Как только он увидел, что я проявляю инициативу и не только выполняю задания, которые обычно были в списке, но и выявляю дополнительную работу, которую нужно сделать, его списки сократились, а потом и вовсе исчезли. Дома списки задач сержанта Джека превратились в мое зеркало ответственности, которое помогло мне выработать привычки, необходимые для своевременного окончания школы, сдачи экзамена ASVAB и поступления на службу в ВВС.
С тех пор, когда передо мной появлялась цель или задача, я не считал ее выполненной, пока не делал все, что мог. Если вы живете именно так, вам больше не нужен список задач или зеркало подотчетности, потому что, когда вы видите, что трава высока, вы тут же ее срезаете. Если вы отстаете в школе или на работе, вы учитесь до упаду или задерживаетесь допоздна и беретесь за дело. Когда пришло время сбросить сто килограммов, чтобы стать "морским котиком", я точно знал, что мне нужно делать.
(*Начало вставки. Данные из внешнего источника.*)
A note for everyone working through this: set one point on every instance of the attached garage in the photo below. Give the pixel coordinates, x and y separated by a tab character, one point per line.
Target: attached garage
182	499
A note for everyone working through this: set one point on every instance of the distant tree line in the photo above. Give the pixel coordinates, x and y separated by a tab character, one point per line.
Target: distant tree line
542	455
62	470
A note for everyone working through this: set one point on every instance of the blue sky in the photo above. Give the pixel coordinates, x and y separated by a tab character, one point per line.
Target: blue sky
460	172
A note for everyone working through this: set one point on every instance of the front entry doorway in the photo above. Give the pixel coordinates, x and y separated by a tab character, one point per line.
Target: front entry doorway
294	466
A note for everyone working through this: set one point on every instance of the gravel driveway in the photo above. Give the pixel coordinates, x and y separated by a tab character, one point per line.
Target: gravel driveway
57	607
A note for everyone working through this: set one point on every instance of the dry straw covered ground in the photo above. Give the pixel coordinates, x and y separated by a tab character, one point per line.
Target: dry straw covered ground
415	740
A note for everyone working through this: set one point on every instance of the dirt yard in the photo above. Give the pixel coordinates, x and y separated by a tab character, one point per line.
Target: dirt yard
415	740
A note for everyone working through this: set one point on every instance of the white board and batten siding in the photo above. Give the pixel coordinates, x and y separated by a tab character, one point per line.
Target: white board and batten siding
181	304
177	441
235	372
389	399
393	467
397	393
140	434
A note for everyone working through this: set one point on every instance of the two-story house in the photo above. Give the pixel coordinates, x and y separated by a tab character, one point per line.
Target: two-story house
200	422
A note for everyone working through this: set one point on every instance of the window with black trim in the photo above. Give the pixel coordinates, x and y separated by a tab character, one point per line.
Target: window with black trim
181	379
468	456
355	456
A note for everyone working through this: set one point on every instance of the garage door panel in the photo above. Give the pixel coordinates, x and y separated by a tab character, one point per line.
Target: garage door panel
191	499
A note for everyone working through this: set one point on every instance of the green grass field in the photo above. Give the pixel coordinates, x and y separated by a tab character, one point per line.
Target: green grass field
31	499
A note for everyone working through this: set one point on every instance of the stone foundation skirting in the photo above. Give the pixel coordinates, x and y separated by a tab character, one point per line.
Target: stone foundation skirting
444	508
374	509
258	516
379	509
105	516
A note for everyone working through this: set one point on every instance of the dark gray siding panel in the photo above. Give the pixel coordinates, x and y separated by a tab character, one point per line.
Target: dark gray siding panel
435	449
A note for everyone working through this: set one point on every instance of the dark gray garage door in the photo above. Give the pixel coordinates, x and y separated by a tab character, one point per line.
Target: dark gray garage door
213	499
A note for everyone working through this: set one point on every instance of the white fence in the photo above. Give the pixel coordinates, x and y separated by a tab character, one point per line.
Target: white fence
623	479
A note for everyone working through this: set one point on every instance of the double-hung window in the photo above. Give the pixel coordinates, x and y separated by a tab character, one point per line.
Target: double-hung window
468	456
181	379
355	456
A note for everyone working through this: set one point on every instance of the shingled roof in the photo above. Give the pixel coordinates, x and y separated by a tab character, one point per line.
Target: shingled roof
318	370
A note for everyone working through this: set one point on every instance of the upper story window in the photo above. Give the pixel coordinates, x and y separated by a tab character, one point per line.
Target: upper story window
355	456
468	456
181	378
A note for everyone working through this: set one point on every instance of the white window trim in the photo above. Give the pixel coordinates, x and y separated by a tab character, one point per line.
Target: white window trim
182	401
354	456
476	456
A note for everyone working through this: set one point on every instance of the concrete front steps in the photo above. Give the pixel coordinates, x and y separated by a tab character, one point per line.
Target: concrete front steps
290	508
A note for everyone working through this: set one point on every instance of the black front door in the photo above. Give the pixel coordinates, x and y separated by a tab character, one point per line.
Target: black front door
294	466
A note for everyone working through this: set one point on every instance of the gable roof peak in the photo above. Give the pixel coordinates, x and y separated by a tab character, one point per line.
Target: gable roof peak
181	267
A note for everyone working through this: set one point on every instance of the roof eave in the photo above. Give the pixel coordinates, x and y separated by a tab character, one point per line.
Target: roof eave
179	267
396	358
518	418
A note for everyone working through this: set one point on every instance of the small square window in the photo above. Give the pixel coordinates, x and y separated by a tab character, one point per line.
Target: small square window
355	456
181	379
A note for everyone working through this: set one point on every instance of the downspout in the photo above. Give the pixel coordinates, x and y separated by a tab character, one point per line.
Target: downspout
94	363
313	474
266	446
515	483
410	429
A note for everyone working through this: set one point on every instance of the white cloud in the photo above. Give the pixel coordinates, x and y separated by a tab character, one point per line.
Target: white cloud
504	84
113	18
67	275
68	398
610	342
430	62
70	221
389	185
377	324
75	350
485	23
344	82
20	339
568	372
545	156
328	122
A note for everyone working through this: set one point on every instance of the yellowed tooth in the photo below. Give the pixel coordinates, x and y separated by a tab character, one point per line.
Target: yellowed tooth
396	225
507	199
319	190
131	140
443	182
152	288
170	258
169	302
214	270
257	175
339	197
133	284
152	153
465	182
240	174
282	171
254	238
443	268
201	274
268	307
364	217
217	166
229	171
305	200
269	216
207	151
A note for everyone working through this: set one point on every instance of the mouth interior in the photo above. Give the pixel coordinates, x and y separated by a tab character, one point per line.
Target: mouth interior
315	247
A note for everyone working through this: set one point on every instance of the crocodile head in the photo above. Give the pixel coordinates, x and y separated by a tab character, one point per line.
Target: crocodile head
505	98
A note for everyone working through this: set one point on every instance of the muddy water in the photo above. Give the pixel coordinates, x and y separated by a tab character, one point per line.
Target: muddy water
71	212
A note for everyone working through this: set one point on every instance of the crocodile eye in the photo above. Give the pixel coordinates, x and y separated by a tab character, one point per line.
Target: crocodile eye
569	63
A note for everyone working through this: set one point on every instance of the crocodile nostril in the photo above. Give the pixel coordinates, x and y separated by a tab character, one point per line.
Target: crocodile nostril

Я должен был снова стать дисциплинированным учеником, но мне не нужен был список задач. Его написание только сократило бы время тренировки, а у меня не было ни минуты свободного времени.
Когда-то эти списки задач были мне в тягость. Сегодня я горю внутренним порывом, сформированным благодаря тому, что я снова и снова делаю то, что не хотел делать. И оно не позволит мне расслабиться, пока я не сделаю то, что нужно делать каждый день.
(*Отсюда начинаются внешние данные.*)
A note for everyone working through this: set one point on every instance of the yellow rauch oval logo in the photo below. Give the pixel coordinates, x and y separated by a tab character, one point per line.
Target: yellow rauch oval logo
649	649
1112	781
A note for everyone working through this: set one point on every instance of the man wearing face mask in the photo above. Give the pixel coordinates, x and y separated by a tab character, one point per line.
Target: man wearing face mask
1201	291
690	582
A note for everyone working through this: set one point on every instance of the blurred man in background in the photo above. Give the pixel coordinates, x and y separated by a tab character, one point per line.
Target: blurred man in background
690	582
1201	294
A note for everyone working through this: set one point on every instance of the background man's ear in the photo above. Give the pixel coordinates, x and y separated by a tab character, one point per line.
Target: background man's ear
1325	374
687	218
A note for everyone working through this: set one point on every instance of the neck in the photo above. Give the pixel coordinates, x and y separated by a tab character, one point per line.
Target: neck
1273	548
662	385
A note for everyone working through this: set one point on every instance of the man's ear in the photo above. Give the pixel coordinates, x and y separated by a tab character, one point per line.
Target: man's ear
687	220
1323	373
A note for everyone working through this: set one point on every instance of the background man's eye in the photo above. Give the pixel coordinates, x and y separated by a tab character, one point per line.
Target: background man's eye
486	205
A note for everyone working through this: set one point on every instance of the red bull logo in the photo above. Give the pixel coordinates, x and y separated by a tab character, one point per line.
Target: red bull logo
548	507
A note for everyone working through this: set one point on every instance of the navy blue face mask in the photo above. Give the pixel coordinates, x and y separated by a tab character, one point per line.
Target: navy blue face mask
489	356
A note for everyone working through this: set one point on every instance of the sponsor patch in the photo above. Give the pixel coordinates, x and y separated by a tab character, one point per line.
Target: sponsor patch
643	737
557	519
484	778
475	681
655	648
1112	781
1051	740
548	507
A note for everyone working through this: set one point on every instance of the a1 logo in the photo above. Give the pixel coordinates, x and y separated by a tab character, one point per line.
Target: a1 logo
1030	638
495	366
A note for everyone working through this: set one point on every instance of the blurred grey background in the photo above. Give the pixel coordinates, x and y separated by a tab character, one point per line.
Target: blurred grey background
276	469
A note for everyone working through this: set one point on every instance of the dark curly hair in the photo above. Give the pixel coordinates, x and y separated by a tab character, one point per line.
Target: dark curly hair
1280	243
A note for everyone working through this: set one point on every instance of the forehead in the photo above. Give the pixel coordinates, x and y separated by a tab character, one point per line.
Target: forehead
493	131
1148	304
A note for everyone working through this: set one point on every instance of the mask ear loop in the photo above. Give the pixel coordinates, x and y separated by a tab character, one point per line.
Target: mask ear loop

Мой срыв после Лидвилла был физически сложным, но в то же время душевно захватывающим, потому что позволил мне насладиться силой своего разума. Тяжелая работа, которая потребовалась, чтобы вернуться на стартовую линию Лидвилла, потребовала от меня вернуться к дисциплине, которую помог создать сержант Джек. Конечно, я до сих пор не знаю, какую цель он преследовал. Пытался ли он указать мне путь вперед и сделать меня лучше или просто хотел получить бесплатную рабочую силу? В конце концов, это не имело значения. Я должен был понять, почему он так поступил, что это значит, и использовать это для создания импульса к развитию.
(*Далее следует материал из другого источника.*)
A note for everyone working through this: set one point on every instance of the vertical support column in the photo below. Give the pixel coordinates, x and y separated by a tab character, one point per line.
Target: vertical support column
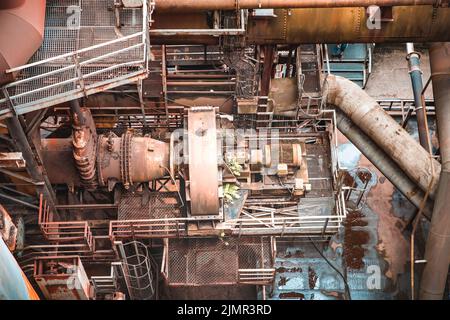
437	250
415	73
269	54
34	169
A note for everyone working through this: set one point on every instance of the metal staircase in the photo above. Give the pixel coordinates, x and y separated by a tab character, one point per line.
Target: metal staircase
89	46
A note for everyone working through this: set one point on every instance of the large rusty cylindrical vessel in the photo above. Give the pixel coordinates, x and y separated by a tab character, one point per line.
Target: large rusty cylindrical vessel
22	31
131	159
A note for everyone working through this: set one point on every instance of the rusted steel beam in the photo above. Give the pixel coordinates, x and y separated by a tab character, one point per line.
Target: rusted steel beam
437	250
198	5
398	144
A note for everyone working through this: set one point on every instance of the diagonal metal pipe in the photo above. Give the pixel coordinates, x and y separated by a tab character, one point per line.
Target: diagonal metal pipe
395	141
437	250
382	162
199	5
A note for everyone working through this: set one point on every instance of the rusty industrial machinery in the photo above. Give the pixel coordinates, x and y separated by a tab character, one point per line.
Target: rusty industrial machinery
151	146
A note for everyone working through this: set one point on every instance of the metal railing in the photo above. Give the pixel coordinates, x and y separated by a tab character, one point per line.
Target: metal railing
58	232
79	73
256	276
149	228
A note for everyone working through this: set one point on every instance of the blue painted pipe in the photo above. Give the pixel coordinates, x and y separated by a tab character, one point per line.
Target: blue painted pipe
13	284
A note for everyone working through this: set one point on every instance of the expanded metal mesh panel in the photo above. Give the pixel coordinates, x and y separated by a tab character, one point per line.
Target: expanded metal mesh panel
195	262
71	26
159	205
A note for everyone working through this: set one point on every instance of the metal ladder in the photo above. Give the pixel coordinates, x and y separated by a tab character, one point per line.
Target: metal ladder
87	48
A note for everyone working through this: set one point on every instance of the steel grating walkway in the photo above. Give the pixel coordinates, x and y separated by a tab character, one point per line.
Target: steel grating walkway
83	52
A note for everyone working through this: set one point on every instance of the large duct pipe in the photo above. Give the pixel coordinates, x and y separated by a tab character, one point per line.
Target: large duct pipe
196	5
437	250
383	163
365	112
22	31
415	73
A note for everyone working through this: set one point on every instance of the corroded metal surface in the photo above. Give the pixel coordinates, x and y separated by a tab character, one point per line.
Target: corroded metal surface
385	131
203	171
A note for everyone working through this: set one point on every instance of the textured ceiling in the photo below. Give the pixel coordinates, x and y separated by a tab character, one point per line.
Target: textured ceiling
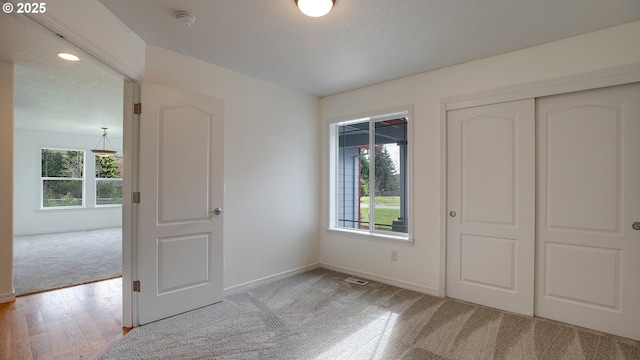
55	95
361	42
Вы всегда должны находить урок в каждой дерьмовой ситуации и использовать его, чтобы стать сильнее, мудрее и лучше. Что бы ни обрушилось на вашу голову, вы должны найти проблеск света, сохранять позитивный настрой и никогда не относиться к себе как к жертве. Особенно если вы намерены процветать в суровом мире, где приходится работать ради всего, что имеет значение. Я не говорю о материальных вещах. Я говорю о самоуважении, любви к себе и самообладании.
За несколько минут до того, как проснуться на следующее утро после Лидвилла, в чистом виде, с драными шортами, все еще обтягивающими бедра, я вспомнил один из последних раз, когда видел сержанта Джека живым. Это было на моем выпуске из базовой подготовки в ВВС. Несмотря на слабое здоровье, он непреклонно хотел присутствовать, и ему, как ветерану Второй мировой войны, было предоставлено VIP-место на помосте среди начальства.
За все годы, что я его знала, он ни разу не сказал мне "Хорошая работа". Я ни разу не слышал от него "Я люблю тебя". Но когда объявили мое имя и я промаршировал по сцене в парадной форме, чтобы официально стать таким же летчиком, как он, мы встретились взглядами, и я увидел, как одна-единственная слезинка скатилась по его щеке. Сержант Джек сиял, и было очевидно, что он чертовски гордится тем, что стал моим дедушкой.
Я и сержант Джек на выпуске из базовой подготовки.
Эволюция № 5
Это факты, и они неоспоримы. Ваши проблемы и ваше прошлое не стоят ни у кого на повестке дня. Не совсем так. Возможно, в вашем окружении есть несколько человек, которым небезразлично, через что вы проходите, но по большей части всем наплевать, потому что они решают свои собственные проблемы и сосредоточены на своей собственной жизни.